Using car parks means the driver gets no chance to justify themselves also the Garda will probably use the car registration database as the fine address, so anyone who's moved and not updated their address since buying their car isn't going to receive the fine.

Unless they attach a notice to the car on the spot - which I don't think they do - then the evildoer has no way of knowing a fine is due. The fines often get misdirected, the summons will eventually find it's way.

So it's much more likely to turn into a summons with all the expense and time wasting of a court appearance. Chances are quite high that any money brought in via fines will be lost many times over with the wasting of workers time in the courtroom.

Also there's an official period, 9 days or something where drivers can have an out of date disc. There's no guarantee a garda in a carpark to use this leniency as many will expect people who receive a fine out of the blue to just pay it regardless of valid excuses.


----------



## Moral Ethos (3 Jun 2010)

There is no grace period.


----------



## starlite68 (3 Jun 2010)

Moral Ethos said:


> There is no grace period.


 not totally sure...but i think there is a grace period.


----------



## micmclo (3 Jun 2010)

There is zero grace so once the tax expires you're un-taxed.
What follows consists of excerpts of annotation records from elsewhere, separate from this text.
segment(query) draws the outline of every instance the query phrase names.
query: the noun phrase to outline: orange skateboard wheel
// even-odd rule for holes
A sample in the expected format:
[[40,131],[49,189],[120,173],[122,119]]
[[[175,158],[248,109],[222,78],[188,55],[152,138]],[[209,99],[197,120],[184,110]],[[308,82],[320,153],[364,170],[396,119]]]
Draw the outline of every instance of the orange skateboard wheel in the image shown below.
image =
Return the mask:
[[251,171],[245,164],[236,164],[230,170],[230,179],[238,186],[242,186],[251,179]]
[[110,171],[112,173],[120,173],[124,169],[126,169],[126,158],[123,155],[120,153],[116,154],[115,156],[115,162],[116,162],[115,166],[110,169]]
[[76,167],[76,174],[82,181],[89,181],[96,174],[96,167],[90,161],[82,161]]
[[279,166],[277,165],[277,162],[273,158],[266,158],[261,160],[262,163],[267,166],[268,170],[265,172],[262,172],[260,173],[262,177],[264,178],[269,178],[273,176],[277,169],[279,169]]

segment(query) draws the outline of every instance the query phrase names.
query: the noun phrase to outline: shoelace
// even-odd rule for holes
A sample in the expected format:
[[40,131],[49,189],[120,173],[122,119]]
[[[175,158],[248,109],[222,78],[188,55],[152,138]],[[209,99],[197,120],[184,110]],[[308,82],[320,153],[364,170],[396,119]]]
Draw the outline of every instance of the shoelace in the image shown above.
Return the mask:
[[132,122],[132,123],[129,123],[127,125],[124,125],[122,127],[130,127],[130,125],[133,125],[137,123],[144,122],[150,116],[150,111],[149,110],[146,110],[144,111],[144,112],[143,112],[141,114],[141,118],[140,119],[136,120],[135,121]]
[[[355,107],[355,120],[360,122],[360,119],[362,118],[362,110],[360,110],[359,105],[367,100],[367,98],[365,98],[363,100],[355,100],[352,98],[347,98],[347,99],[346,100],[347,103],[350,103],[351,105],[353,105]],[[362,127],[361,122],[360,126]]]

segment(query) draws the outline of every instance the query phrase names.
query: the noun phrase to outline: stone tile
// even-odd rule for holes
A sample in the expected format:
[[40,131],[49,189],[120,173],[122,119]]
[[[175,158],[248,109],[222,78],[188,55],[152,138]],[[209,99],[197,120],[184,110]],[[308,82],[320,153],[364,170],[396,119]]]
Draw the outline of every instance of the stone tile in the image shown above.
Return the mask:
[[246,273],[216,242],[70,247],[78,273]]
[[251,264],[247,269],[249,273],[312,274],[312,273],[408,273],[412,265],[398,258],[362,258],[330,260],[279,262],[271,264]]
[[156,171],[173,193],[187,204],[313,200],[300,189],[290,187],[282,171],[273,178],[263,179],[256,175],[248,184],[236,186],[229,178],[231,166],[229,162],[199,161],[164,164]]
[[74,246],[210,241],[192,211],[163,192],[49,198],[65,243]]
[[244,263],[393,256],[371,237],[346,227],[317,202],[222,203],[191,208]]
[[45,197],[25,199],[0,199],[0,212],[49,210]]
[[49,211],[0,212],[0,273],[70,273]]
The 1 month grace mentioned on the renewal form refers exclusively to paying arrears. If you pay the tax within the month following expiry you won't be charged arrears


----------



## lightswitch (3 Jun 2010)

There is a grace period, if not in theory, its certainly applied in practice.  I would be one of those people that lets their car tax slip from time to time.  Before anyone goes mad, I pay my arrears

According to the Gardai that have stopped me (several times I might add) they can take the car off you once you have gone over 3 months.  You can also pay your arrears, up to 3 months on line.  

The last Garda that stopped me when my car was well over due its tax told me to get it taxed straight away as I would only be getting hassle from people like him if I didn't.  It was a really nice approach particularly as they had a lifting lorry on the side of the road and could easily have taken it.  Little gestures like this imo make for excellent Garda / Public relations.  I was actually so impressed that I have made an extra effort since to keep it taxed up to date since.

Moral of the story, be nice to the Gardai and they will, in my experience be nice back to you.  They have a very difficult job to do.  Giving out tickets in car parks (and I do understand it is a public place) will only increase the amount of bad feeling towards them.  

Where abouts was this car park located OP?


----------



## Moral Ethos (3 Jun 2010)

Once your tax is out 60 days, you will be walking home. 

Pay your dues people and quit moaning.


----------



## csirl (3 Jun 2010)

> Using car parks means the driver gets no chance to justify themselves also the Garda will probably use the car registration database as the fine address, so anyone who's moved and not updated their address since buying their car isn't going to receive the fine.


 
The Gardai have access to the car tax database and so know who has/hasnt paid their tax regardless of whether the disc is on display.

Even so, its an offence not to display tax a tax disc even if your tax is up to date.


----------



## starlite68 (3 Jun 2010)

Moral Ethos said:


> Once your tax is out 60 days, you will be walking home.
> 
> Pay your dues people and quit moaning.


 i think its in fact 90 days...and as for walking home....that would be up to the garda on the day!


----------



## Moral Ethos (3 Jun 2010)

Nope. The law was amended. 60 days is limit.


----------



## starlite68 (3 Jun 2010)

in that case i guess its only a matter of time before some pen pushing bright spark amendes it down to 30 days.


----------



## Moral Ethos (3 Jun 2010)

Yep. That is for certain.


----------



## Rois (4 Jun 2010)

Perhaps this is why they didn't want to appear on Primetime:

http://www.tribune.ie/news/home-new...porn-garda-is-still-serving-after-seven-year/


----------



## starlite68 (5 Jun 2010)

noting new there then!!


----------